The Media and Tough Guise In Jackson Katz’s video Tough guise: violence, media, and the crisis in masculinity, Katz presents the media as culprits in creating a culture crisis in masculinity. In the video, Katz uses the movie The Wizard Oz as a way to describe the use of the term “tough guise”. In the movie, the Wizard is a nervous, small man who hides behind a curtain to mask his appearance in order for him to be perceived as tough. Thereby, the term tough guise to refer to the different disguises men exhibit to show that they are tough. In the video, several young men, from different walks of life, give adjectives such as physical, powerful, respected, athletic and tough to describe what they consider a real man is. Men who are not physical, powerful, respected, athletic and tough are referred to as a wimps or gays.

Katz attributes these images to the manner in which the media portrays masculinity in today’s society. He feels that the media’s images produce social and cultural pressure on males. Tough guise describes the mask that men wear to live up to the expectations of what the media has deemed the image of a real man. Whether on television or the written media, Katz feels that the sexist attitudes portrayed by the media has given young men the perception that a real man is tough and that demonstrating this toughness often times results in violence.

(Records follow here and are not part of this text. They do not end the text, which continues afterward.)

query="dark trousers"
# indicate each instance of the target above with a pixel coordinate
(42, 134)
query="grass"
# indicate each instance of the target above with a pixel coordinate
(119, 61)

The video gives statistics that plainly show that the most violent crimes are perpetrated by males. According to Katz, males are responsible for 90% of the violence in today’s society. Over 85% of murders, 95% of domestic violence and 99% of rapes are all committed by men. He believes that in order to decrease the violence among males, masculinity has be redefined. Although he recognizes that it will not happen overnight, it is a needed change in an attempt to decrease the violent crimes committed by men. Katz sees the images that are presented by the media as sexist. Sexist, as defined by the online dictionary is the attitude, conditions or behaviors that promote stereotyping of social roles based on gender. The media is in control of the wide spread images of men.

It suggest to the public that men should be in control, dominant, physical and tough in order to be real men. If young men do not meet these preconceived images of a real man, Katz believes that they turn to violence to compensate for their shortfall in meeting society’s standards. He discusses how, since 1996, all of the schools shootings that have occurred are committed by young men; and if these young men live, they reveal that their actions are of revenge. Their appearances does not meet the standard of what the media portrays as real men. The shooters in in the 1998 shootings in Jonesboro, Arkansas say that they were bullied and they wanted to show that they were not weak.

They turned to violence to prove to others that they too were powerful, in control and in a sense, tough. Katz believes that the images that are portrayed of a real man should change. He admits that there are changes in the making; but, stresses the need for young men to see themselves as more than tough, physical and in control. Once this way of thinking has been redirected to a more positive image, Katz is convinced that the violence committed by males will decrease.